MBA Alumni Eva Hubsman - IMD Business School
MBA Alumni Story · Leadership

Venturing abroad

Eva Hubsman (MBA 2009) describes how her year at IMD gave her the confidence to take on new challenges and view disruption as an opportunity.
June 2023

Eva Hubsman (MBA 2009) likes to make big decisions, sometimes with little security, confident that she will figure out how to cope with challenges that arise. Change is normal; disruption is an opportunity. Her family moved to Israel from Romania when she was 13, she speaks four languages and has studied and worked in many nations across different continents.

When her partner, later her husband, was offered a post in Switzerland, her reaction was: “We’re going to move to Switzerland. I’ll find a job.” He advised her that there was a highly regarded business school in Lausanne, and she applied for the MBA at IMD.

“I visited the campus and once I visited the campus, I was like: ‘Yes. That is what I want to do’.”

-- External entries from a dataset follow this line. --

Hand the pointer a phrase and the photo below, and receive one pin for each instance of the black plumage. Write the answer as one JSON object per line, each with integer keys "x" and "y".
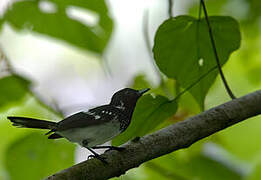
{"x": 93, "y": 127}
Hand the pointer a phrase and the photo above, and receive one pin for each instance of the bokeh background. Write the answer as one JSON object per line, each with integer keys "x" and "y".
{"x": 66, "y": 78}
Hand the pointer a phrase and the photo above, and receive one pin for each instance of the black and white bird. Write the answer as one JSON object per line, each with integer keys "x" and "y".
{"x": 93, "y": 127}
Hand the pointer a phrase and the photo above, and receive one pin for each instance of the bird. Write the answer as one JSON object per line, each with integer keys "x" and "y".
{"x": 92, "y": 127}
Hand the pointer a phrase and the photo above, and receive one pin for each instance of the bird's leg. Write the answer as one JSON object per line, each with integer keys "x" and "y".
{"x": 94, "y": 154}
{"x": 109, "y": 148}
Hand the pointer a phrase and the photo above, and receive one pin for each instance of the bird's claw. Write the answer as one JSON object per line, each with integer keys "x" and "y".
{"x": 116, "y": 149}
{"x": 102, "y": 159}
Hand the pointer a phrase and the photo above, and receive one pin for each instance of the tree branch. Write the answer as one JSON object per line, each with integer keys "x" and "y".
{"x": 174, "y": 137}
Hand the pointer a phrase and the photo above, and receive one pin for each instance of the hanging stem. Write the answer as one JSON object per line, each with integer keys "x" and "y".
{"x": 215, "y": 52}
{"x": 170, "y": 8}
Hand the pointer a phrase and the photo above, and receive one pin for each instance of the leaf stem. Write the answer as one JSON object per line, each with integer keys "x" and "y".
{"x": 202, "y": 2}
{"x": 170, "y": 6}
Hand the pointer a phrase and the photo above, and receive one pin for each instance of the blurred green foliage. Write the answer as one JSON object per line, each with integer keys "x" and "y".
{"x": 36, "y": 157}
{"x": 13, "y": 88}
{"x": 26, "y": 154}
{"x": 55, "y": 21}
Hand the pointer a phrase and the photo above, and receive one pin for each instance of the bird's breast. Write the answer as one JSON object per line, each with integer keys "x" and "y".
{"x": 95, "y": 135}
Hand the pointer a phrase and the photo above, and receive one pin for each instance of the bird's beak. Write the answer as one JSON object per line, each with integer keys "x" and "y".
{"x": 143, "y": 91}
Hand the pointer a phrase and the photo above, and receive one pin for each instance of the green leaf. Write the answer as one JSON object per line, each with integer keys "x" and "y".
{"x": 148, "y": 114}
{"x": 13, "y": 88}
{"x": 35, "y": 157}
{"x": 182, "y": 50}
{"x": 30, "y": 16}
{"x": 190, "y": 164}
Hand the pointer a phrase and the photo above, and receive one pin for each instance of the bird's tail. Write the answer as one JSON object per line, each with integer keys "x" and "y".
{"x": 32, "y": 123}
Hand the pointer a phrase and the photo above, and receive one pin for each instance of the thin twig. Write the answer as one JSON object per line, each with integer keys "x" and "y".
{"x": 170, "y": 6}
{"x": 145, "y": 22}
{"x": 215, "y": 52}
{"x": 193, "y": 84}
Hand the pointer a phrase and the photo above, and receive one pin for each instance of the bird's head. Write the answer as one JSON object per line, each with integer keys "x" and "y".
{"x": 127, "y": 98}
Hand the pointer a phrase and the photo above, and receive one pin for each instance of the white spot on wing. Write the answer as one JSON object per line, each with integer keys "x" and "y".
{"x": 121, "y": 106}
{"x": 97, "y": 117}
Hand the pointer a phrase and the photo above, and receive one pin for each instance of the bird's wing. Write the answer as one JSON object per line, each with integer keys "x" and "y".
{"x": 93, "y": 117}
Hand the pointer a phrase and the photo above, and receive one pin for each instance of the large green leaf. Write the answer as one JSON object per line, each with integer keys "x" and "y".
{"x": 29, "y": 15}
{"x": 34, "y": 157}
{"x": 183, "y": 50}
{"x": 148, "y": 114}
{"x": 13, "y": 88}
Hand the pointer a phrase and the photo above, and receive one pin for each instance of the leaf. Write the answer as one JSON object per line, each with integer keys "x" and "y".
{"x": 182, "y": 50}
{"x": 190, "y": 164}
{"x": 13, "y": 88}
{"x": 148, "y": 114}
{"x": 30, "y": 16}
{"x": 35, "y": 157}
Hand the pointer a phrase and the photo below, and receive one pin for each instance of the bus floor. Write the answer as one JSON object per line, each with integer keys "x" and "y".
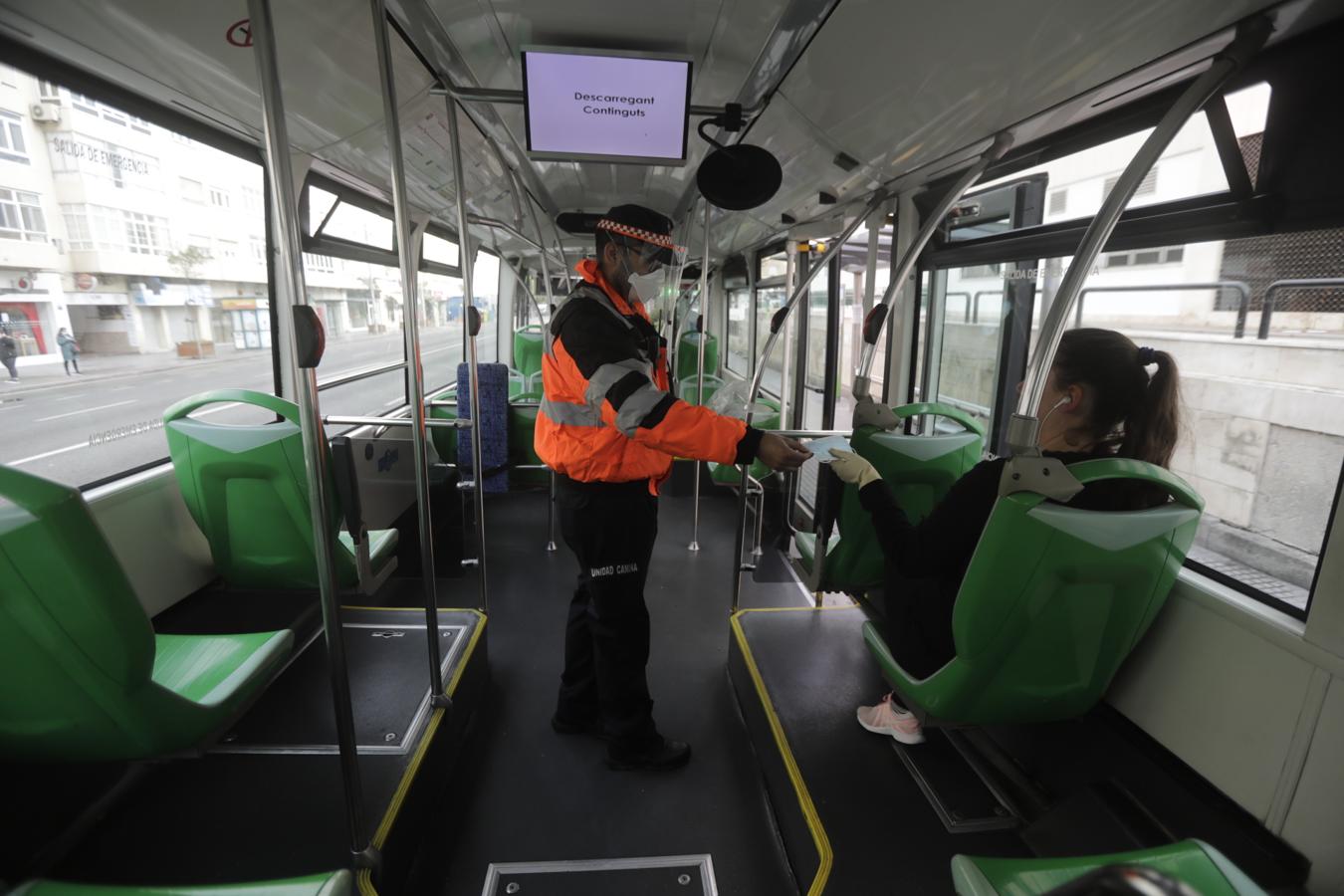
{"x": 527, "y": 794}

When she graduated in 2009 following the global financial crisis, she received two job offers: for a finance post in Switzerland, and a role at the Global Strategy Group at Samsung in South Korea. She opted for the latter because it was so far removed from anything she had known before. She became the principal earner for the household, and her husband became primary carer for their two daughters, born in Korea.

When a senior colleague, on a two-person market study trip for Samsung in Europe and North America, suggested she begin to take the lead in business meetings, she did so.

“The next day, I prepared. I remember sitting down, preparing my questions … it wasn’t very comfortable, but I did it and then the next day, it goes a little bit easier.”

Her year at IMD was transformational in not only equipping her with analytical ability, knowledge and confidence, but overturning some limiting beliefs:

“Being in the finance department, and especially in a tech environment, you are looked upon as not value generators. It’s rather an administrative position, something that needs to be done … [I felt] that I really needed to leave finance otherwise I couldn’t really move ahead as a business professional. And when I came to IMD, it really dawned on me that that’s not necessarily the truth. Finance can be a major driver to the business.”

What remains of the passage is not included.